NASA has announced that it will release images of 3I/ATLAS captured by several of its missions on November 19. The space agency had stopped sending out updates and making official releases for over a month because of the government shutdown. This meant a lack of data from the American space agency on only the third interstellar visitor. NASA will be making public all the images in a live event at 3 pm EST. “NASA will host a live event at 3 p.m. EST, Wednesday, Nov. 19, to share imagery of the interstellar comet 3I/ATLAS collected by a number of the agency’s missions,” it wrote in a release. The event will be held at NASA’s Goddard Space Flight Center in Greenbelt, Maryland. It will be available to watch on NASA+, the NASA app, the agency’s website and YouTube channel, and Amazon Prime.
Officials present at the briefing will include NASA Associate Administrator Amit Kshatriya, Nicky Fox, associate administrator, Science Mission Directorate, Shawn Domagal-Goldman, acting director, Astrophysics Division and Tom Statler, lead scientist for solar system small bodies. NASA went silent when astronomers across the world started asking questions about it. It stopped all updates on October 1, right around when 3I/ATLAS was supposed to make its closest approach to Mars. NASA’s Mars Reconnaissance Orbiter was expected to get the best view of the alien comet because of its location. However, we are yet to see what it saw one and a half months ago. Harvard scientist Avi Loeb called on the space agency to release the images and not hold science hostage to politics. The wait will finally be over soon.

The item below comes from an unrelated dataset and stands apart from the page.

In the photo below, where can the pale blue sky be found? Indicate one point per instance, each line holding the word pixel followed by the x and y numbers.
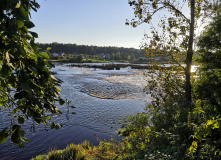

NASA says it was watching 3I/ATLAS all this time
“Assets within NASA’s science missions give the United States the unique capability to observe 3I/ATLAS almost the entire time it passes through our celestial neighbourhood,” the space agency further noted. It added that it had “complementary scientific instruments” to study it from different directions and gauge the comet’s behaviour. “These assets include both spacecraft across the solar system, as well as ground-based observatories.”
NASA’s silence triggered misinformation as people started further peddling alien theories, sharing AI-doctored images on social media platforms. However, with the American space agency now set to release the data it holds on 3I/ATLAS, along with several pictures gathered by various missions, there is hope that the picture on this mysterious visitor will become clearer.